Les forces de caractère et vertus ainsi conceptualisées renvoient à la classification VEA (valeurs en action). Une présentation de la genèse de ce projet est présentée par Peterson et Park en 2011. En complément, les auteurs précisent les critères qu’ils ont retenu pour savoir si une force pouvait être classée dans les forces de caractère. Ils indiquent que toutes, parmi les 24 retenues, ne présentent pas l’intégralité de ces qualités mais que, pour chacune, la majorité des critères étaient satisfaits.
- L’ubiquité : qu’elle soit reconnue et valorisée dans diverses cultures.
- L’aspect satisfaisant : qu’elle contribue à l’épanouissement individuel, à la satisfaction et au bonheur.
- L’aspect moralement valorisé : qu’elle soit valorisée pour elle-même et non comme moyen d’atteindre une fin (c’est notamment cette caractéristique qui distingue les forces de caractère du talent, selon les auteurs).

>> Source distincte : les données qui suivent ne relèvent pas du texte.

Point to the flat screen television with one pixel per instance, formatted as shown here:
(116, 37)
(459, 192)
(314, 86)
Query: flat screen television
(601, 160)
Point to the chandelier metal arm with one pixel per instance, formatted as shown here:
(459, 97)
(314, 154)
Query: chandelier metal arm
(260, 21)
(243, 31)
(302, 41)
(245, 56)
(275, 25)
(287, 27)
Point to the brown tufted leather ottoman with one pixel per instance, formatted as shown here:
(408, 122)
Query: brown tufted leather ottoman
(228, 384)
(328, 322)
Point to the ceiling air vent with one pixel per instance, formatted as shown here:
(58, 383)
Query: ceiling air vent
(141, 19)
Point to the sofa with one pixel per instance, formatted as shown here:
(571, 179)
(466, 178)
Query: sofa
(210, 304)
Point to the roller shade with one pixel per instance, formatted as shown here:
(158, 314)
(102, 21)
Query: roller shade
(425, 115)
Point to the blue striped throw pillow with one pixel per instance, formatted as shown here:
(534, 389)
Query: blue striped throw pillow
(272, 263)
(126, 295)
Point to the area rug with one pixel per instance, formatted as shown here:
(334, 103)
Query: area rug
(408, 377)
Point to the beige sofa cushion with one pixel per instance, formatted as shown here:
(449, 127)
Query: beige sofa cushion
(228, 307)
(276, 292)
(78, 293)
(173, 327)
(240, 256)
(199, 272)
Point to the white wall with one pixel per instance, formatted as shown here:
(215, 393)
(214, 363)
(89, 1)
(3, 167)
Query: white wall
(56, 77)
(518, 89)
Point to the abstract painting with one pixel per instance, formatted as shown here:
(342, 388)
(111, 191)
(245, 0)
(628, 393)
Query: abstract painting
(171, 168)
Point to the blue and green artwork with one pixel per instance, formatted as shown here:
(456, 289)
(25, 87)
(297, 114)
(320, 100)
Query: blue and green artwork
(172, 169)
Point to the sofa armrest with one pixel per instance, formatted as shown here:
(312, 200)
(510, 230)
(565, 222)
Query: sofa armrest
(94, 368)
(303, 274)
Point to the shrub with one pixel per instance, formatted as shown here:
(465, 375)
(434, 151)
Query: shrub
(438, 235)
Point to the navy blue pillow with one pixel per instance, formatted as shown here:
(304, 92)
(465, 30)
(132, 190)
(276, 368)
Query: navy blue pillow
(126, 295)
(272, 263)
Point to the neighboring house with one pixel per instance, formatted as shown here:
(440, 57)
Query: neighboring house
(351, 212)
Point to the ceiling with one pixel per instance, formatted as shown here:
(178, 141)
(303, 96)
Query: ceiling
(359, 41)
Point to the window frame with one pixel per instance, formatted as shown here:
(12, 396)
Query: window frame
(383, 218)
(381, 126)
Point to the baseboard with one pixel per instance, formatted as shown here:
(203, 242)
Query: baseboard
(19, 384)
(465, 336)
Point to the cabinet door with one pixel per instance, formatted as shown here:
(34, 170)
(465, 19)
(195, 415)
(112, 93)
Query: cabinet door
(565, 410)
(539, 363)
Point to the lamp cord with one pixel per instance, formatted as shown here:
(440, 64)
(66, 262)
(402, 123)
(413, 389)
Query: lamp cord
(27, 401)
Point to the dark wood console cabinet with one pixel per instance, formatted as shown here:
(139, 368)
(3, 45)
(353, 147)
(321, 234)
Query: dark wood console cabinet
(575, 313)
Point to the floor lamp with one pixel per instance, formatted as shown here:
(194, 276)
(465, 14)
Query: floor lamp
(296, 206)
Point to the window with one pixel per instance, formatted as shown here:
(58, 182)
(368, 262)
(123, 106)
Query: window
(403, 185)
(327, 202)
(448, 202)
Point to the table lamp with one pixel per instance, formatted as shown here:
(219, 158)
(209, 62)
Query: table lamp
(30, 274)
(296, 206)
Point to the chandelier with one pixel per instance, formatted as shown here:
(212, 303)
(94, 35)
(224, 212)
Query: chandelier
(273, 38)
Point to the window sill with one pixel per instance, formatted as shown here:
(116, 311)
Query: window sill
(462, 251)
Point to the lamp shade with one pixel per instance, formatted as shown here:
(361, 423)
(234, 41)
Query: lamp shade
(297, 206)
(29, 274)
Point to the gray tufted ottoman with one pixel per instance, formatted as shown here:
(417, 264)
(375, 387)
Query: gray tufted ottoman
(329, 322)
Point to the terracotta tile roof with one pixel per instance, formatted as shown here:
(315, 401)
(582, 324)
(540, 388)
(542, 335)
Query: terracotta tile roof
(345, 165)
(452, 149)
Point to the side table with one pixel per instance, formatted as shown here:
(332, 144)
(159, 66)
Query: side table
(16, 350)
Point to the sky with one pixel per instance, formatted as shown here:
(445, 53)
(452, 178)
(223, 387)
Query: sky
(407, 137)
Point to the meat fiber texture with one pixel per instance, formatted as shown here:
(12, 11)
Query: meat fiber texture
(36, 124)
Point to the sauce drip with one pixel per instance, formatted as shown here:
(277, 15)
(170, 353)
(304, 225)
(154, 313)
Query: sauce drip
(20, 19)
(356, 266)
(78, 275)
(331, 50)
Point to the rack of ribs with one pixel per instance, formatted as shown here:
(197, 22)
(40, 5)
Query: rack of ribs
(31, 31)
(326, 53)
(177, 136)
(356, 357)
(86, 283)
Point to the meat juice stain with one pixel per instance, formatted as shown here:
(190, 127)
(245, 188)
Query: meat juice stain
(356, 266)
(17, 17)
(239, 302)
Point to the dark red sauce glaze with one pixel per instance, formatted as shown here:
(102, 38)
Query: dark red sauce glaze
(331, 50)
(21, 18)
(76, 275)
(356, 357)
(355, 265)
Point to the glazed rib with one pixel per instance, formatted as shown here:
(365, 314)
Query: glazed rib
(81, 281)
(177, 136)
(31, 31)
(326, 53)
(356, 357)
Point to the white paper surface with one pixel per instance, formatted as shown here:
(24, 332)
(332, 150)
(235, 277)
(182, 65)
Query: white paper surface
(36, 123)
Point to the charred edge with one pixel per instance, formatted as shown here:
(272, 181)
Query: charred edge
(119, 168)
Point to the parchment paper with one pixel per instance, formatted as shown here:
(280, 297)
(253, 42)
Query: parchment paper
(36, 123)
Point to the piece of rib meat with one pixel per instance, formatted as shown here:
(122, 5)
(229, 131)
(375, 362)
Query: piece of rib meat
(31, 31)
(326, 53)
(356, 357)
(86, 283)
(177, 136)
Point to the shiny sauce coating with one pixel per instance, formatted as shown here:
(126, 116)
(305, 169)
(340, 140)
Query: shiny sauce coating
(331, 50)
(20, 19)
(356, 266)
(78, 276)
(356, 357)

- Qu’elle ne diminue pas autrui mais élève ceux qui sont témoin de son expression (par exemple, quelle ne provoque pas de la jalousie mais plutôt de l’admiration).
- Qu’elle possède des antonymes évidents et négatifs.
- Qu’elle soit caractéristique d’un trait, et non d’un état par définition non stable.
- Qu’elle soit mesurable.
- Qu’elle ait un caractère distinct et ne soit pas redondante avec une autre force de caractère.
- Qu’elle soit incarnée de manière frappante par certains individus, servant de modèles idéaux.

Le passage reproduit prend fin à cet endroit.